Structure-Activity Relationship (SAR)

• Goals:

  • Identify functional groups important for binding affinity and/or activity.

• Workflow includes altering or masking functional groups and subsequent testing for binding/properties:

  • In vitro binding assay: Tests binding interactions with the target.

  • In vitro functional assay: Measures endpoint reactions like calcium flux, antimicrobial action.

  • In vivo studies: Assess proof-of-concept, formulation efficacy, and bioavailability.

Modifications and Importance

• Easiest modifications: "me-too" analogues (small variations).

• Allows identification of critical groups associated with binding and may unveil the pharmacophore, defined as the ensemble of steric/electronic features required for optimal ligand binding.

SAR & Pharmacophore Illustration

• Use examples, e.g., morphine and its derivatives, to indicate important groups for analgesic activity.

• Emphasis on establishing the minimum structural skeleton connecting essential binding groups to effectively achieve desired responses.

Lead Optimization Strategies

• Enhance binding interactions through strategies like varying substituents (alkyl, aryl), adding functional groups, chain modification, ring manipulation, isosteres, simplification, and rigidification.

Modifying Alkyl and Aryl Substituents

• Adjusting alkyl groups can improve binding by interacting with hydrophobic sites and enhancing selectivity.

• Changes in aryl substituents may affect binding strength and interactions based on relative positioning of additional groups.

Functional Group Enhancements

• Extension: Adding functional groups can improve binding via exploring new sites.

• Chain Adjustments: Increasing/decreasing lengths can optimize interactions between binding groups.

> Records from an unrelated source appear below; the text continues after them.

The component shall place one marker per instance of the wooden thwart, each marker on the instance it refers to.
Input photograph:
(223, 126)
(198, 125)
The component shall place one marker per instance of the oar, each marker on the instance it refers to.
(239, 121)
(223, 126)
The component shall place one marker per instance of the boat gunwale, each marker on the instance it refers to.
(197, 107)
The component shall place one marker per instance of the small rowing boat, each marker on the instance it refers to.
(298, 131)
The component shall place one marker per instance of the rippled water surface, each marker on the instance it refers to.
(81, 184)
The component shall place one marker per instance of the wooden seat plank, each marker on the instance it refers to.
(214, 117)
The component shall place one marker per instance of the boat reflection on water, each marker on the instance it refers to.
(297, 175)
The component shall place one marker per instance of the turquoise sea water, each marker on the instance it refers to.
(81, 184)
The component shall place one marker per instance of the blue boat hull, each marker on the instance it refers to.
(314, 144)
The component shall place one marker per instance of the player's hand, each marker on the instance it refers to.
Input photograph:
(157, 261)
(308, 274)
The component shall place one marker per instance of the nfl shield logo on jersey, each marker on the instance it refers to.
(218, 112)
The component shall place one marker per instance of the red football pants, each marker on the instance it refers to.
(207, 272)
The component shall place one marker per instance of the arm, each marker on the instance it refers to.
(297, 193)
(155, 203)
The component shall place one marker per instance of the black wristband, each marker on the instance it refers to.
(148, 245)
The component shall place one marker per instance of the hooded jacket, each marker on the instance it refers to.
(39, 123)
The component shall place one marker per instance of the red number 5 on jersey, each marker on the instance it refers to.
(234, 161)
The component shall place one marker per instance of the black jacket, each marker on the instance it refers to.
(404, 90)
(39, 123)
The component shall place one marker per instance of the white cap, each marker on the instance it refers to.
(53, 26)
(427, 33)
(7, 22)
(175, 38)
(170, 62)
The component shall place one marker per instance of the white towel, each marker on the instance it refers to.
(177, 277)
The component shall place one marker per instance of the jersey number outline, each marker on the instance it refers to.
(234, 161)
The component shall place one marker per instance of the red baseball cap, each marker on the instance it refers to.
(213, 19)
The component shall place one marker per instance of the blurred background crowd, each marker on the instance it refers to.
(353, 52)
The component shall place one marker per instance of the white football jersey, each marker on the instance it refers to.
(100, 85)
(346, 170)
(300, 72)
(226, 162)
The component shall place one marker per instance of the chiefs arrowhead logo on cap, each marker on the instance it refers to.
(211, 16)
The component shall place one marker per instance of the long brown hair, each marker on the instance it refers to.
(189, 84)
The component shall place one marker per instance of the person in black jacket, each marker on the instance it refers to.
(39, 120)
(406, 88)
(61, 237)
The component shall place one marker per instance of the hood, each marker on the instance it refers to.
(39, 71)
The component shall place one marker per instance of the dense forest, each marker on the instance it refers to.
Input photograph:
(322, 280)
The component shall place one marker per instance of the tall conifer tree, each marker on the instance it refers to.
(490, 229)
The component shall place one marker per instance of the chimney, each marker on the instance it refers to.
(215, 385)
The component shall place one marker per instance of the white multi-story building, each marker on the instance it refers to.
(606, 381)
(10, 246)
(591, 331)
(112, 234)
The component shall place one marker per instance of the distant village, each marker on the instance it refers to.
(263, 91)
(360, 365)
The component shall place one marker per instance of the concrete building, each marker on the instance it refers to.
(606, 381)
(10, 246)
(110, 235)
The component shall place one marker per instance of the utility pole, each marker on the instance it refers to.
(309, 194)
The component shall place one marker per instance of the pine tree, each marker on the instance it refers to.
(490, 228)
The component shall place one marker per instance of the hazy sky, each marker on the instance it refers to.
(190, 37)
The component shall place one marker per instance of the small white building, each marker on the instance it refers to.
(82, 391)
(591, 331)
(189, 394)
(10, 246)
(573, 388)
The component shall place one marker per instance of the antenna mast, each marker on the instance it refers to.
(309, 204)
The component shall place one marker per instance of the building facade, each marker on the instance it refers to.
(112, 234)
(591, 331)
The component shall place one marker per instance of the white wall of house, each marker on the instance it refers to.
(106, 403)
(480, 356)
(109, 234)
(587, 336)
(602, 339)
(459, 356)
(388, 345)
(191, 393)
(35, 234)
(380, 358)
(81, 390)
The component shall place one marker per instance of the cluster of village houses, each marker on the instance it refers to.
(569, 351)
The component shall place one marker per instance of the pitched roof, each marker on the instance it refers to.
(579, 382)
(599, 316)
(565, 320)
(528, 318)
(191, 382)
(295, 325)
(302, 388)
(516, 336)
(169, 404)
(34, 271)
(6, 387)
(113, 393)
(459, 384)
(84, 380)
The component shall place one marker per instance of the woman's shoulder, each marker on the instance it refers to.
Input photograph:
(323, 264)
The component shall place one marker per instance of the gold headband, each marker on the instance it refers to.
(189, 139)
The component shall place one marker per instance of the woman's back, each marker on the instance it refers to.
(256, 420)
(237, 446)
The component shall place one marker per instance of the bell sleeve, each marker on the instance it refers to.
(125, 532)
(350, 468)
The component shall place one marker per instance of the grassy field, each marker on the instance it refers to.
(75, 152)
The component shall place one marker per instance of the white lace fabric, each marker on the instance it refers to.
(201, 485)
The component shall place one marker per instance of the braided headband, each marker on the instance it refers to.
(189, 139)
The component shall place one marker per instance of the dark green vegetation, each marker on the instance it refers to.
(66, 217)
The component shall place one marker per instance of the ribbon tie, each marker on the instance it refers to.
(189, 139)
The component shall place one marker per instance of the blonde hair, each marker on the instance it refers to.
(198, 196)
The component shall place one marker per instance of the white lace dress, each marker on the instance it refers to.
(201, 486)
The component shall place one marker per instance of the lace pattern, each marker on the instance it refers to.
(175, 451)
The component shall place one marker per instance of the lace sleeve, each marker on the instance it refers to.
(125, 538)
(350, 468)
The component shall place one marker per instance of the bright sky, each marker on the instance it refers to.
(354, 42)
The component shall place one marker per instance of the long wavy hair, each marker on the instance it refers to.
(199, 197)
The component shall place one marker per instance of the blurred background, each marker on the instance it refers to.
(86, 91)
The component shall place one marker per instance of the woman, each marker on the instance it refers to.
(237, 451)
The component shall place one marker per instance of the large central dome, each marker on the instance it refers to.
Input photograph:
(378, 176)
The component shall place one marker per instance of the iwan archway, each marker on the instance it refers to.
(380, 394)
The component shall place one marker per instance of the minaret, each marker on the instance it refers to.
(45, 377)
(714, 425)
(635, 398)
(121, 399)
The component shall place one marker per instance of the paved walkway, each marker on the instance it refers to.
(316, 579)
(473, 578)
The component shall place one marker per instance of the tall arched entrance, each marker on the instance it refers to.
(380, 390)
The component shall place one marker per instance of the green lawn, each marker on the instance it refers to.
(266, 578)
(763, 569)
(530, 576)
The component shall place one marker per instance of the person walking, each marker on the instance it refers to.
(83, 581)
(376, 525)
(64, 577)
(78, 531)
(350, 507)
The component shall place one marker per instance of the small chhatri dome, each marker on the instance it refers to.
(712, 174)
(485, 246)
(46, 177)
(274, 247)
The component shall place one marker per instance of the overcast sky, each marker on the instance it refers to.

• Ring Modifications: Transformations for better fit and interaction with binding regions, sometimes for intellectual property considerations.

Isosteres/Bioisosteres

• Isosterism: Replacement of a group with similar properties; useful for design alterations that control steric/electronic characteristics.

• Bioisosterism: Replacement with structurally similar groups maintaining biological functionality; serves to modulate properties of agents without altering therapeutic profiles significantly.

Simplification Process

• Rationale behind simplification:

  • Reduce complexity for easier synthesis.

  • Enhance activity and selectivity by removing unneeded functional groups while retaining the pharmacophore.

Rigidification

• Striving to solidify flexible lead compounds to enhance activity and selectivity while minimizing unwanted side effects from diverse conformations.

Conclusion: Drug Discovery for Tuberculosis

• A combined approach integrating phenotypic and target-based strategies creates a comprehensive drug discovery pipeline addressing tuberculosis while employing SAR, SPR, high throughput screening (HTS) methodologies, and proof-of-concept (PoC) verifications.

References: Include relevant articles from ACS Central Science 2020, Trends in Pharmacological Sciences 2020, and Nature Chemistry.